Did you hear that an important region of Austria is effectively bust? Creditors hung out to dry?

Time to sit up and take note...

The next shoe to drop has dropped!

The market in Austrian government bonds barely blinked although with the European Central Bank just about to come along and start hoovering up its bonds irrespective of price, that's hardly a surprise.

Just a few years ago, the markets would be tearing their collective hair out right now. You can be sure that your average punter would be very familiar with the name of the Austrian region of Carinthia, for instance.

It would be all over the news that this Alpine region, bordering the former Eastern bloc, was bust.

As Ambrose Pritchard-Evans puts it in the Telegraph, it's the "first sub-sovereign default in Europe since the Lehman Brothers crisis, comparable in some respects to the bankruptcy of California's Orange County in 1994 or the city of Detroit in 2013."

The key point is that Austria is no longer going ask its taxpayers to continue bailing out Carinthia's banking misadventures.

We should be getting far more used to this new tone of bailout fatigue, and what it could mean for us.

We won't be fooled again

If foreign banks were dumb enough to lend to Irish banks that subsequently went bust, well, that was their choice. Was it really for Irish taxpayers to underwrite the deal?

Quite why the government came out with this promise during the tumultuous weeks before the bust of its two main banks is quite beyond me.

And the newly-elected Greek team is asking the same question. Why has Greece been made to shoulder what it feels are the burdens of the European banking community?

They want to retrospectively undo what they term the Greek bailout of Europe. A scheme perversely labelled a bailout for Greece.

With plenty of water now having passed under the bridge, we're starting to see a climate in which bail-ins' where a borrower's creditors bear some of the burden by taking a haircut' on their debt are the new norm. Bailouts are so yesteryear!

And I should think that the public at large are now also on the same page.
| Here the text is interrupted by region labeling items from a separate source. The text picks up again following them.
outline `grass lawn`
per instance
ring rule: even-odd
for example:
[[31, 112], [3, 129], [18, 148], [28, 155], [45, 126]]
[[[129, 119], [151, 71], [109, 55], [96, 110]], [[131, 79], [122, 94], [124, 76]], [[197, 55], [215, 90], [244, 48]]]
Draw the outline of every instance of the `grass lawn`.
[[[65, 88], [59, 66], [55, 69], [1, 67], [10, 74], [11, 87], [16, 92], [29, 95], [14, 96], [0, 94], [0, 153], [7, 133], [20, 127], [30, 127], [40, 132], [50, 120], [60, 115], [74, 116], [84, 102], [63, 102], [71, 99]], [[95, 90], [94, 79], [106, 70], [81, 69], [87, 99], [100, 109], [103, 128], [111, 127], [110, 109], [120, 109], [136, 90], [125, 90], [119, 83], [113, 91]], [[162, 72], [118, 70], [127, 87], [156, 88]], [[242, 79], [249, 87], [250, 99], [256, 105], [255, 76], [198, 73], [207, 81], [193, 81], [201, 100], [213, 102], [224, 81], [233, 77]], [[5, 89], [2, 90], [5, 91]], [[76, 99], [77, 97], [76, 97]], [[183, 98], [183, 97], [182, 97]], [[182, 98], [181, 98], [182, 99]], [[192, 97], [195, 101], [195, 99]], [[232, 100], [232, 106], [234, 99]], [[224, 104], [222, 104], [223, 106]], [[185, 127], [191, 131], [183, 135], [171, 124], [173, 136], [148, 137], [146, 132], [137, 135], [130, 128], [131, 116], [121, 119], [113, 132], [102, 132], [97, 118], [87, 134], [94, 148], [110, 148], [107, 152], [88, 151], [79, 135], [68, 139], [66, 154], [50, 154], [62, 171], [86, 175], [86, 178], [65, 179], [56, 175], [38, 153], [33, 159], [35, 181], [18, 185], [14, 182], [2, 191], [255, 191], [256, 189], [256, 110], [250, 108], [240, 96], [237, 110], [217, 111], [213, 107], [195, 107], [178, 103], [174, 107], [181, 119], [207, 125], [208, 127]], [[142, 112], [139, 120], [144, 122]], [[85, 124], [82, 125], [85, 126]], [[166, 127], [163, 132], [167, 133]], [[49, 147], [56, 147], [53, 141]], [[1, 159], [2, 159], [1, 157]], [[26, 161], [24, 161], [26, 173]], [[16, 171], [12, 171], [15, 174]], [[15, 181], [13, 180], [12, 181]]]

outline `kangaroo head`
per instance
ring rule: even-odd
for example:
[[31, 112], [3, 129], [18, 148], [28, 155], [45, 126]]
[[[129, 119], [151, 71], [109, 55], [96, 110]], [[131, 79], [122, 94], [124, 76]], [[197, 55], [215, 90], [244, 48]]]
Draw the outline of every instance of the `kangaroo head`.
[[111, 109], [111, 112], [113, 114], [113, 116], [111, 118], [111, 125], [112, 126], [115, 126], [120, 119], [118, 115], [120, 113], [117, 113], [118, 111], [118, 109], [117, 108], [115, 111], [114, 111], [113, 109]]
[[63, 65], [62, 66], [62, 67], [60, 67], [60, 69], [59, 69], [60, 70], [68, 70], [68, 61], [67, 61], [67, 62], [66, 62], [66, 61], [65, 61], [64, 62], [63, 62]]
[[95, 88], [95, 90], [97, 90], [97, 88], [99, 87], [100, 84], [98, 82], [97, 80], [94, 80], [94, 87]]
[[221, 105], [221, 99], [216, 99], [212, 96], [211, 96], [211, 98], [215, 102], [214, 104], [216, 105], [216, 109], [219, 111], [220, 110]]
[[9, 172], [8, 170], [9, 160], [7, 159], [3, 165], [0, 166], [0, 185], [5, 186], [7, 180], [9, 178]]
Five years ago, nobody really questioned the idea that taxpayers would automatically underwrite banking losses. First and foremost, the public wanted to know that the financial system was safe and secure. At whatever cost.

But next time (if there is a next time!) I'm not so sure that things will go so swimmingly for the central planners, and their banking chums. I don't think that the public will believe that in order to save their savings, one must first save the banks.

It doesn't even really matter if the premise is right or wrong. Personally, I think the banking bailouts in Europe by the so-called Troika were atrociously handled and were grossly unfair.

Many will disagree with me. But the point is, should there be a next time, one has to assume things will turn out quite differently. Financial collapse... who knows?

A busted flush, or benign recovery?

The fact is, things are very different to five years ago. The fact that regions of Europe can effectively go bust, and we can even discuss the notion of Greece leaving the eurozone, just goes to show how faith in the system' has grown.

But I'll forgive you for thinking given my thoughts today that I may have become a little confused. How does the idea of an outright financial collapse couple with my benign view of the stock market, you may well ask!

The only thing I can say is, these are strange days indeed. Markets spun by planners in a wholly unprecedented way. Personally, as far as my investments go, I've chosen to run with it; I'll go to the disco.

But I'll tell you one thing for sure. I haven't taken my eye off the fire exit.

Probably my most significant exit strategy has always been gold. We haven't spoken much about it of late; frankly, the market has been a bit dull. However, when gold comes back, it'll come with a mighty roar.

Next week, I'll provide an update on Old Yeller'.

Things are stirring in this market, and I guess with global geopolitics, and complacent banking being as it is, gold has every right to feel confident right now.